The joy in dogs' carefree approach to life recurs in the poems. "Dharma" begins: "The way the dog trots out the front door/ every morning/ without a hat or an umbrella,/ without any money/ or the keys to her dog house/ never fails to fill the saucer of my heart/ with milky admiration." Collins ends the poem by acknowledging the dog owner's emotional dependence: "If only she were not so eager/ for a rub behind the ears,/ so acrobatic in her welcomes,/ if only I were not her god." He describes the "anthropomorphic skylarking" when a dog "will sometimes allow itself to be dressed up" and the contentment of breakfast time, when "we hold our mutual gaze,/ me reading his mind and he reading mine." Collins also honors the heartbreak of a beloved dog's passing, "when the collar/ is slipped,/ over his ears,/ and off his body,/ freeing him for good."
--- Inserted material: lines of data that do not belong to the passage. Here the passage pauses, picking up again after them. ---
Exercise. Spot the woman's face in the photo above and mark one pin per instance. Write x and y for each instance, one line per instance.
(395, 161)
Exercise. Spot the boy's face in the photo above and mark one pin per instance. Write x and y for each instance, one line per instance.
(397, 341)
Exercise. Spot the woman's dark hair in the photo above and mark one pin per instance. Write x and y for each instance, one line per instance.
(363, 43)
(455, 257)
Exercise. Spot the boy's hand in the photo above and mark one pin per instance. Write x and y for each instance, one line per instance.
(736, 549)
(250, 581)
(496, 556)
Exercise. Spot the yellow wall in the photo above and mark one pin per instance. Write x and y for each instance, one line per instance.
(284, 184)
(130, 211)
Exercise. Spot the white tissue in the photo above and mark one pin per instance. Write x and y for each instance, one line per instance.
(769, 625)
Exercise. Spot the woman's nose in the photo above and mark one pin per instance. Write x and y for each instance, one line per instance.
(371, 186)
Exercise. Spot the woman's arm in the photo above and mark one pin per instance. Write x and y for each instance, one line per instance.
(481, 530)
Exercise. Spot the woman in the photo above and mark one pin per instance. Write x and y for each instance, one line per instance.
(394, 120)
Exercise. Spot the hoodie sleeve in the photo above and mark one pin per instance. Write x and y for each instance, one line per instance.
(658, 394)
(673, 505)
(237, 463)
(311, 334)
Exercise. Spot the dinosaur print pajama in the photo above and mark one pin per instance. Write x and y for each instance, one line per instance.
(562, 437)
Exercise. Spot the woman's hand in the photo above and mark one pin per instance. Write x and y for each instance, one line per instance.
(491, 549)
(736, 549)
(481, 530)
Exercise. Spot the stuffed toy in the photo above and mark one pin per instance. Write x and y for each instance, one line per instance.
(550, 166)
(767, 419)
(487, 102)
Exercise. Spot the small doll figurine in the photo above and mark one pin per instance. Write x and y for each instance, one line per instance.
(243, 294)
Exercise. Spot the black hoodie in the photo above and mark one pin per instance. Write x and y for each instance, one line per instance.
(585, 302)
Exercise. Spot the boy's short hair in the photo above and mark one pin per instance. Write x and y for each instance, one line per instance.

Dog Show's whimsical poems concisely reflect the canine-human relationship. Readers might even attach their own beloved canines' names to Sztybel's fetching, heartwarming portraits--the terrier with one cocked ear, the regal collie, the smiling beagle--whose intense eyes cast soulful gazes from the page. --Cheryl McKeon, Book House of Stuyvesant Plaza, Albany, N.Y.